The conversation fell along with another bomb, farther and farther again from their shelter. Their mother's thought had always made both of them feel sick in their stomach. When the topic would turn out by accident in a conversation, this punctually was interrupted in a sudden.
They heard no more explosions, and the siren stopped sounding after an ample half an hour. Everyone got closer to the shelter's doors: they could finally go home. They helped the grandmother to get up and they got in line to get out as well.
"Miss." Viktoria didn't hear the man's voice behind her, or she didn't think he was addressing to her.
"Are you okay, grandma?" she asked to the old lady, who nodded smiling, still unaware of what was happening around.
"Miss." this time the girl turned around. She recognized the man who was living on the second floor of their building: he was pointing to her back. "You have a little blood on your back."

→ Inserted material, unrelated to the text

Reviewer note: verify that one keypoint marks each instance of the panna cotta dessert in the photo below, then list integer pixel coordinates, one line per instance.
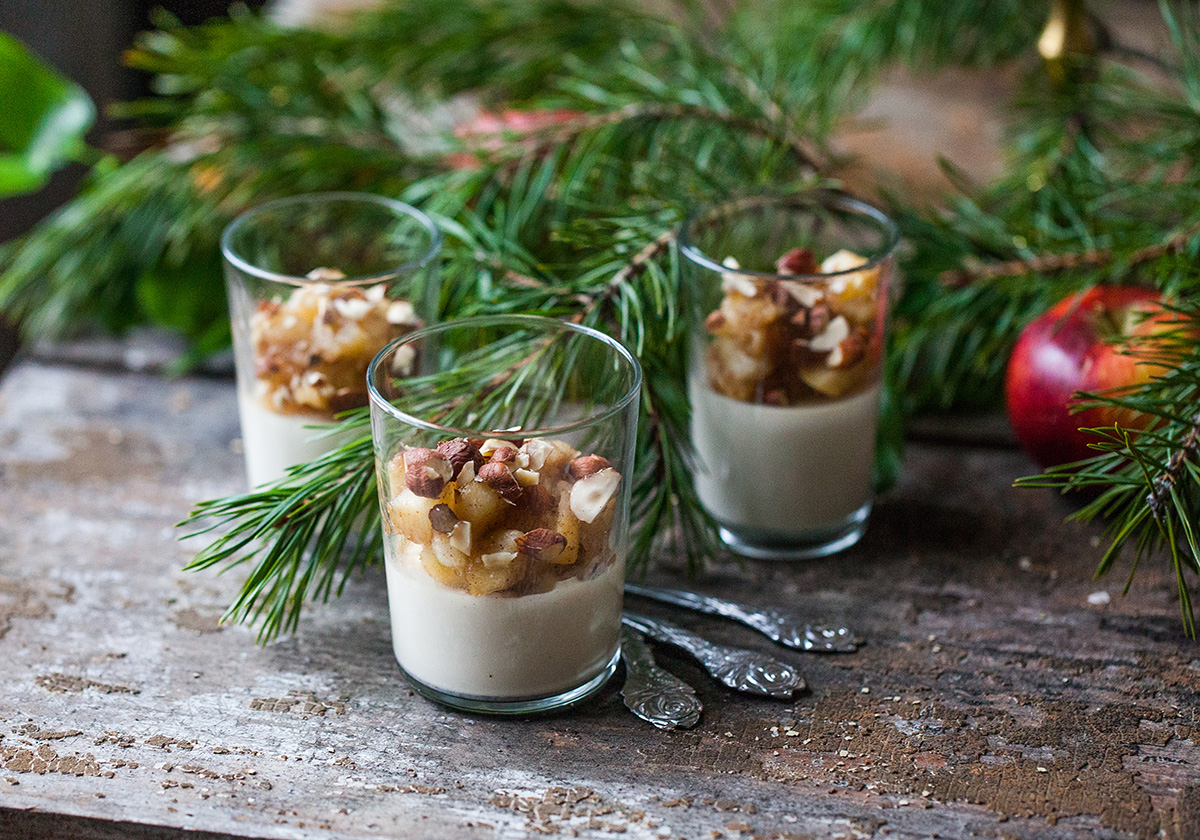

Viktoria touched her nape, clear of her long hair which she'd moved shortly before on the front. She looked at her hand covered in some dark red stains. Eva helped her to move her hair, then she reassured her.
"It's nothing, you accidentally must have scratched your mole."
Viktoria rubbed her hand trying to wipe it, then she thanked the man with a smile. That little imperfection in a such inconvenient position often annoyed her, especially when she brushed her hair, so she didn't worry that much. Others were her thoughts in that moment. Even the dream appeared to her far and blurred and despite it had sustained a deep change from the other times, she didn't care that much.
She just wanted to know if her father was fine.